Between Firmness and Warmth: My Teaching Philosophy
University students — and graduate students especially — are smarter than we sometimes give them credit for. They know, by instinct, which professor genuinely cares about their growth and which one is just going through the motions. They also understand the value of hard work and what it means for their development, even when there is a persistent gap between what they believe and what they actually do.
Many students begin each semester with real resolve. Those plans dissolve quickly — not because they are inherently lazy, but because self-discipline is a skill they have rarely been trained in, and because the distractions competing for their attention outside the classroom have never been more powerful.
The Formula I Believe In
My teaching philosophy, in brief: the learning process should be demanding — in the productive sense of the word. The requirements list in any course I teach is dense and long, designed to keep students genuinely occupied and producing for real hours every week. But that academic pressure cannot work alone. It must be balanced by something else: a genuine relationship of warmth with the student.
That warmth is not about flattery, and it is not about lowering standards. It is about communicating one clear message: I am not your adversary. All of this pressure comes from my investment in what you will take away from this course — not from a desire to exhaust you. And if a student struggles to meet a requirement as specified, all they need to do is convince me they made a genuine effort. That is enough.
Two Shores Neither Can Be Sacrificed
The problem is that warmth on its own, without firmness, gives some students an excuse to underperform. And firmness on its own, without warmth, becomes a psychological wall that stops students from engaging, taking risks, and asking questions.
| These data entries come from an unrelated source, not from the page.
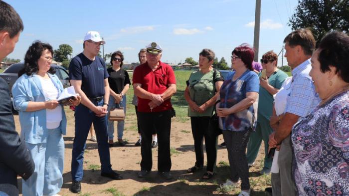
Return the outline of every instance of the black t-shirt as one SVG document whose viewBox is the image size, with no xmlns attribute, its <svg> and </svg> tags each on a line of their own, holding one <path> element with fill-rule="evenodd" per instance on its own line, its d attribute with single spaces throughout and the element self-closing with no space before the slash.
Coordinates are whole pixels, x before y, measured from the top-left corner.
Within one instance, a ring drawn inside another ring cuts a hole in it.
<svg viewBox="0 0 349 196">
<path fill-rule="evenodd" d="M 70 61 L 69 71 L 71 80 L 81 80 L 81 90 L 87 97 L 104 95 L 104 79 L 109 75 L 101 57 L 92 61 L 81 53 Z"/>
<path fill-rule="evenodd" d="M 120 94 L 126 84 L 131 84 L 129 74 L 124 69 L 120 68 L 115 71 L 110 67 L 108 68 L 108 73 L 109 74 L 109 77 L 108 78 L 109 87 L 115 93 Z"/>
</svg>

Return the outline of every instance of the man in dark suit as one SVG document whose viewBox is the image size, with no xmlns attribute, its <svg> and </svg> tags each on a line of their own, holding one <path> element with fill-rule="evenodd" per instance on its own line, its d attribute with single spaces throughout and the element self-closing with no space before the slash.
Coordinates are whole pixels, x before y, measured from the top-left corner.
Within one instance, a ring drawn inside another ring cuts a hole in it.
<svg viewBox="0 0 349 196">
<path fill-rule="evenodd" d="M 0 62 L 13 51 L 23 28 L 13 8 L 0 0 Z M 15 131 L 8 85 L 1 78 L 0 100 L 0 196 L 18 196 L 17 176 L 30 177 L 34 162 Z"/>
</svg>

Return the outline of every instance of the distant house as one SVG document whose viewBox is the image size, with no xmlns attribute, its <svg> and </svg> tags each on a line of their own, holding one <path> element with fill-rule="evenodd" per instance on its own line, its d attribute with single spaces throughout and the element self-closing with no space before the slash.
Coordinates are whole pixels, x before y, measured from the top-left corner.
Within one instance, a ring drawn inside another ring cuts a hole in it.
<svg viewBox="0 0 349 196">
<path fill-rule="evenodd" d="M 188 63 L 184 63 L 179 65 L 178 67 L 180 68 L 190 69 L 190 68 L 191 68 L 191 67 L 192 67 L 192 65 Z"/>
</svg>

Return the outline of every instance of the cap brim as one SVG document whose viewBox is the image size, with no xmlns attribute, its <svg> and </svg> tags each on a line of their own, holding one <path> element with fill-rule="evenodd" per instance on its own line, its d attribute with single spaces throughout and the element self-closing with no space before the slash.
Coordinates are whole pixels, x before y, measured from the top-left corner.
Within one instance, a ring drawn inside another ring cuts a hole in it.
<svg viewBox="0 0 349 196">
<path fill-rule="evenodd" d="M 105 41 L 104 41 L 103 39 L 91 39 L 91 40 L 94 41 L 95 42 L 102 42 L 102 43 L 103 44 L 105 44 Z"/>
<path fill-rule="evenodd" d="M 147 51 L 153 54 L 158 54 L 159 53 L 161 52 L 161 51 L 155 50 L 154 49 L 147 49 Z"/>
</svg>

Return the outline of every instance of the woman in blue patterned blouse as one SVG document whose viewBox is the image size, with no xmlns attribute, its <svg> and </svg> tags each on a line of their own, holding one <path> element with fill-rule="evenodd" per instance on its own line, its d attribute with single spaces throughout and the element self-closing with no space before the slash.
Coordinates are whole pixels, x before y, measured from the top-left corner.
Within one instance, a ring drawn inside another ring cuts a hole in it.
<svg viewBox="0 0 349 196">
<path fill-rule="evenodd" d="M 300 196 L 349 195 L 349 36 L 326 35 L 311 59 L 322 100 L 292 130 L 293 175 Z"/>
<path fill-rule="evenodd" d="M 226 145 L 231 179 L 223 186 L 236 186 L 241 180 L 239 196 L 249 196 L 248 166 L 245 150 L 257 120 L 259 78 L 252 66 L 254 51 L 247 44 L 236 47 L 231 53 L 234 69 L 223 82 L 216 105 L 219 127 Z"/>
</svg>

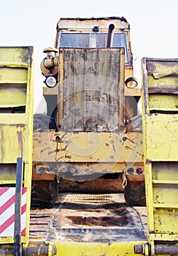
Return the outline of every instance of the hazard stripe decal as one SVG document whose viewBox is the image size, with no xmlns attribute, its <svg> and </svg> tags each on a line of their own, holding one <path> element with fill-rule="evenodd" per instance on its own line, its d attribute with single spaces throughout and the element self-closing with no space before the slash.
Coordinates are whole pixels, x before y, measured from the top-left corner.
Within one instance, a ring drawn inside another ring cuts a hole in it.
<svg viewBox="0 0 178 256">
<path fill-rule="evenodd" d="M 14 236 L 15 187 L 0 188 L 0 237 Z M 27 189 L 22 189 L 21 236 L 26 236 Z"/>
</svg>

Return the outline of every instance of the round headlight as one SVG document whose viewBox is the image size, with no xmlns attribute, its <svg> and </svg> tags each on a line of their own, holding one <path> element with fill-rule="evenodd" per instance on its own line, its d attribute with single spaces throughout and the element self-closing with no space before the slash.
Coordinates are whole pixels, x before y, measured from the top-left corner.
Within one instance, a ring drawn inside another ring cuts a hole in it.
<svg viewBox="0 0 178 256">
<path fill-rule="evenodd" d="M 125 81 L 128 88 L 135 88 L 138 85 L 137 80 L 135 78 L 128 78 Z"/>
<path fill-rule="evenodd" d="M 45 83 L 46 86 L 49 88 L 53 88 L 57 84 L 56 79 L 53 76 L 50 76 L 50 77 L 46 78 L 44 83 Z"/>
</svg>

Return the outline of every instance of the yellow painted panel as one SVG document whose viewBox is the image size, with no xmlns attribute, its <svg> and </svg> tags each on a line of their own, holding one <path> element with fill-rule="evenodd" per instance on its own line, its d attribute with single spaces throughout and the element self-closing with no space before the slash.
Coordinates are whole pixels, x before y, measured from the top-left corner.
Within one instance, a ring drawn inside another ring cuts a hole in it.
<svg viewBox="0 0 178 256">
<path fill-rule="evenodd" d="M 0 84 L 27 83 L 27 69 L 0 69 Z"/>
<path fill-rule="evenodd" d="M 146 116 L 147 158 L 152 161 L 177 161 L 178 116 Z"/>
<path fill-rule="evenodd" d="M 178 111 L 178 97 L 177 95 L 171 94 L 150 94 L 149 105 L 150 110 Z"/>
<path fill-rule="evenodd" d="M 178 205 L 178 184 L 155 184 L 153 186 L 153 203 Z"/>
<path fill-rule="evenodd" d="M 56 244 L 57 256 L 128 256 L 135 255 L 134 245 L 140 241 L 112 243 L 63 243 Z"/>
<path fill-rule="evenodd" d="M 147 69 L 148 88 L 177 89 L 177 61 L 150 61 Z"/>
<path fill-rule="evenodd" d="M 0 125 L 0 162 L 15 163 L 17 157 L 28 158 L 29 148 L 26 146 L 28 131 L 23 124 Z"/>
<path fill-rule="evenodd" d="M 178 225 L 176 219 L 178 210 L 174 208 L 157 209 L 154 214 L 155 233 L 161 234 L 178 234 Z"/>
<path fill-rule="evenodd" d="M 152 179 L 155 181 L 178 181 L 177 162 L 152 162 Z"/>
<path fill-rule="evenodd" d="M 0 87 L 0 108 L 14 108 L 26 105 L 26 93 L 25 89 L 1 89 Z"/>
</svg>

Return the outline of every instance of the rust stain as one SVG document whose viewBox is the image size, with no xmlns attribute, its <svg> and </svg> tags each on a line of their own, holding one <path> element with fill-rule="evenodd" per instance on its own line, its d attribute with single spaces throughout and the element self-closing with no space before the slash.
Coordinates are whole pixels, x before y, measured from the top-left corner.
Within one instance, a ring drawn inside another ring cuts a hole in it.
<svg viewBox="0 0 178 256">
<path fill-rule="evenodd" d="M 18 143 L 20 145 L 20 154 L 21 154 L 21 157 L 23 157 L 23 136 L 22 136 L 22 131 L 18 131 Z"/>
<path fill-rule="evenodd" d="M 3 158 L 4 158 L 4 148 L 3 148 L 3 143 L 4 143 L 4 133 L 3 133 L 3 129 L 2 129 L 2 125 L 0 125 L 0 129 L 1 129 L 1 162 L 3 162 Z"/>
</svg>

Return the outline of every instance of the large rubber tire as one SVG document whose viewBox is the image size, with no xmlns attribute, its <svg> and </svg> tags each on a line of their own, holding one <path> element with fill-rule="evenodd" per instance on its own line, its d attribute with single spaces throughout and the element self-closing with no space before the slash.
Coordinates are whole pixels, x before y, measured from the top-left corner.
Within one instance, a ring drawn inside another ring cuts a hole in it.
<svg viewBox="0 0 178 256">
<path fill-rule="evenodd" d="M 50 207 L 58 198 L 57 181 L 34 181 L 31 189 L 31 206 Z"/>
<path fill-rule="evenodd" d="M 128 181 L 124 196 L 126 202 L 133 206 L 146 206 L 145 185 L 144 181 Z"/>
</svg>

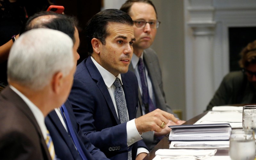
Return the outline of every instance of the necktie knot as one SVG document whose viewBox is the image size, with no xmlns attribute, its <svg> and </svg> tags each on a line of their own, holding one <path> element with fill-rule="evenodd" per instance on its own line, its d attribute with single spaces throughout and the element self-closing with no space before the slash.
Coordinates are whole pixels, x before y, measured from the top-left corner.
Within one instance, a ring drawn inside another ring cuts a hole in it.
<svg viewBox="0 0 256 160">
<path fill-rule="evenodd" d="M 113 84 L 116 88 L 121 87 L 121 83 L 120 82 L 120 80 L 118 78 L 116 78 L 116 80 L 115 80 L 115 82 L 114 82 Z"/>
</svg>

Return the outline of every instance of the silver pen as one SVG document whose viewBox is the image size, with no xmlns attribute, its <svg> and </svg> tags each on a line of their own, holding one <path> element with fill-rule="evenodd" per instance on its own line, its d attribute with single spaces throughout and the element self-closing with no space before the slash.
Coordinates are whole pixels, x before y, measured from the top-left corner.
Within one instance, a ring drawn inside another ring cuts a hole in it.
<svg viewBox="0 0 256 160">
<path fill-rule="evenodd" d="M 173 145 L 173 147 L 175 148 L 184 148 L 188 147 L 229 147 L 229 144 L 205 144 L 204 143 L 202 144 L 186 144 L 186 143 L 176 143 Z"/>
</svg>

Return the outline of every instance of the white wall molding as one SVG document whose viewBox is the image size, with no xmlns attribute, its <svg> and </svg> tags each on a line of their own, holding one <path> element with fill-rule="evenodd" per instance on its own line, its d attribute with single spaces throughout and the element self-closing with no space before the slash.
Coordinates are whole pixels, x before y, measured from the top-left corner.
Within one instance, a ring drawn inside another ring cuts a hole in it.
<svg viewBox="0 0 256 160">
<path fill-rule="evenodd" d="M 189 119 L 206 109 L 229 72 L 228 28 L 256 26 L 256 1 L 184 2 L 186 108 Z"/>
</svg>

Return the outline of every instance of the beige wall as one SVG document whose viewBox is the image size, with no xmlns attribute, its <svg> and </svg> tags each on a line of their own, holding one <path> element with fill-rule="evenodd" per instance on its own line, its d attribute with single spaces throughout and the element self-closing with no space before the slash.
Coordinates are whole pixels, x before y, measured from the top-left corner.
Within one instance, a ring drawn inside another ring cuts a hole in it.
<svg viewBox="0 0 256 160">
<path fill-rule="evenodd" d="M 181 109 L 185 120 L 183 1 L 152 1 L 161 23 L 151 47 L 159 58 L 167 102 Z"/>
</svg>

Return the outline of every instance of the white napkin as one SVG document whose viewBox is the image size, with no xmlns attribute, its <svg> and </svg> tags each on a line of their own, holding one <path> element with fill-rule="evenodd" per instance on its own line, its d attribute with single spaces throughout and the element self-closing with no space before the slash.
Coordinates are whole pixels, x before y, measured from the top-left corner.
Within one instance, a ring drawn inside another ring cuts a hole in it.
<svg viewBox="0 0 256 160">
<path fill-rule="evenodd" d="M 176 144 L 213 144 L 213 145 L 228 145 L 229 144 L 229 141 L 227 140 L 216 141 L 172 141 L 171 142 L 170 146 L 169 148 L 170 149 L 188 149 L 188 148 L 228 148 L 228 146 L 204 146 L 195 147 L 191 146 L 186 146 L 182 148 L 174 147 L 173 145 Z"/>
<path fill-rule="evenodd" d="M 161 157 L 164 157 L 163 156 L 160 156 L 159 155 L 157 155 L 155 157 L 153 160 L 163 160 L 164 159 L 162 159 L 161 158 Z M 179 158 L 179 160 L 194 160 L 195 158 L 189 158 L 188 157 L 187 158 Z M 230 160 L 230 156 L 212 156 L 205 158 L 206 160 Z"/>
<path fill-rule="evenodd" d="M 176 156 L 191 155 L 202 156 L 206 155 L 213 156 L 217 149 L 160 149 L 156 151 L 156 155 Z"/>
<path fill-rule="evenodd" d="M 237 111 L 243 112 L 243 107 L 215 106 L 212 109 L 212 111 Z"/>
</svg>

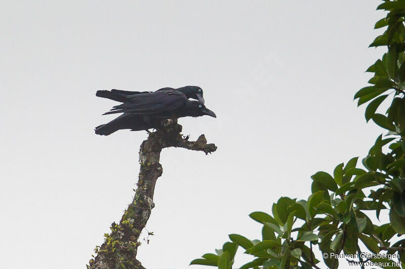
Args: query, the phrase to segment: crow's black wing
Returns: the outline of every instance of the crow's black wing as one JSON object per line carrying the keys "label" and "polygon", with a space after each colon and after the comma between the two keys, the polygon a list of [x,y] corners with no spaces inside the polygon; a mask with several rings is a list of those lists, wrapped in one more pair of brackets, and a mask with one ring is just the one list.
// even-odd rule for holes
{"label": "crow's black wing", "polygon": [[186,96],[176,91],[162,90],[148,94],[139,94],[136,98],[115,106],[105,114],[130,112],[136,114],[157,114],[170,112],[184,105]]}
{"label": "crow's black wing", "polygon": [[[174,89],[173,88],[170,87],[166,87],[166,88],[162,88],[160,89],[158,89],[156,92],[158,92],[159,91],[166,91],[166,90],[171,90],[173,91]],[[134,92],[132,91],[123,91],[122,89],[117,89],[113,88],[111,90],[111,93],[116,93],[117,94],[119,94],[120,95],[139,95],[140,94],[150,94],[153,93],[153,92],[150,91],[146,91],[146,92]]]}

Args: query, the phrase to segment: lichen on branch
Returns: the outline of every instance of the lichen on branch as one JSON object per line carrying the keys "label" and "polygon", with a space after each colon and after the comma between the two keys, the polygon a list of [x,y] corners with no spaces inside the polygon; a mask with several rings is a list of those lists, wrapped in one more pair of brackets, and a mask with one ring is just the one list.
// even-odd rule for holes
{"label": "lichen on branch", "polygon": [[88,269],[139,268],[144,267],[136,259],[138,241],[150,216],[153,192],[157,178],[163,173],[159,163],[162,149],[174,147],[202,151],[208,154],[217,150],[213,144],[207,144],[204,134],[196,141],[189,141],[180,133],[182,126],[177,119],[166,119],[162,128],[149,134],[139,150],[141,164],[137,188],[132,202],[125,210],[119,224],[111,224],[111,233],[104,234],[104,242],[95,249],[96,256],[90,260]]}

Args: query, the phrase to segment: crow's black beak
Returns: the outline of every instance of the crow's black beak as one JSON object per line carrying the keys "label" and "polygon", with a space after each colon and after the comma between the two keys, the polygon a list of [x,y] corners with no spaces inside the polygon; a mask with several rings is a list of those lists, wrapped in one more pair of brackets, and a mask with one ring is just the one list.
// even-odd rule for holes
{"label": "crow's black beak", "polygon": [[208,116],[211,116],[211,117],[214,117],[214,118],[217,117],[217,115],[215,115],[215,113],[214,113],[214,111],[212,111],[207,108],[202,109],[202,113],[204,115],[208,115]]}
{"label": "crow's black beak", "polygon": [[197,99],[198,100],[198,102],[200,102],[201,104],[204,104],[204,99],[201,96],[200,94],[196,94],[197,96]]}

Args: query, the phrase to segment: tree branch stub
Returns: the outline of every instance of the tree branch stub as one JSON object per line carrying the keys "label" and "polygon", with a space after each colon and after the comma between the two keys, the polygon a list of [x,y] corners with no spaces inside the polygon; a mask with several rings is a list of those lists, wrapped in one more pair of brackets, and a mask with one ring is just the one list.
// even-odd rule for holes
{"label": "tree branch stub", "polygon": [[[137,188],[132,202],[123,215],[119,224],[113,222],[109,234],[105,234],[104,242],[96,247],[97,256],[90,261],[90,269],[115,268],[144,269],[136,259],[138,239],[154,207],[153,193],[157,178],[163,173],[159,163],[162,149],[171,147],[202,151],[208,154],[217,150],[213,144],[207,144],[204,134],[196,141],[183,138],[182,126],[177,119],[162,121],[162,128],[149,133],[139,150],[141,164]],[[124,267],[125,266],[125,267]]]}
The real craft is holding both at once — and that is precisely what makes teaching this way demanding for me as well, perhaps three times more demanding than the standard approach.
A student once told me in my office: “I could never quite categorize you, Doctor — you are very warm in some moments, and academically strict in others.” I told him: I have no personal issue with anyone. The firmness in requirements is not a punishment. It is the only path I know to make a real difference in the trajectory of the person sitting in front of me.
What Has Confirmed This Path for Me
The thing that reassures me most is the messages that arrive after courses end and grades are posted — from students expressing what the course meant for their path, or telling me they applied what they learned in a real project or a job. These moments are the most honest evidence that the formula works.
This philosophy has become part of who I am gradually, through years of experimentation and adjustment and learning how to navigate the different temperaments, personalities, and moods of students. I do not claim to have arrived at a perfect formula. But I am certain that the pursuit of this balance is worth everything it costs.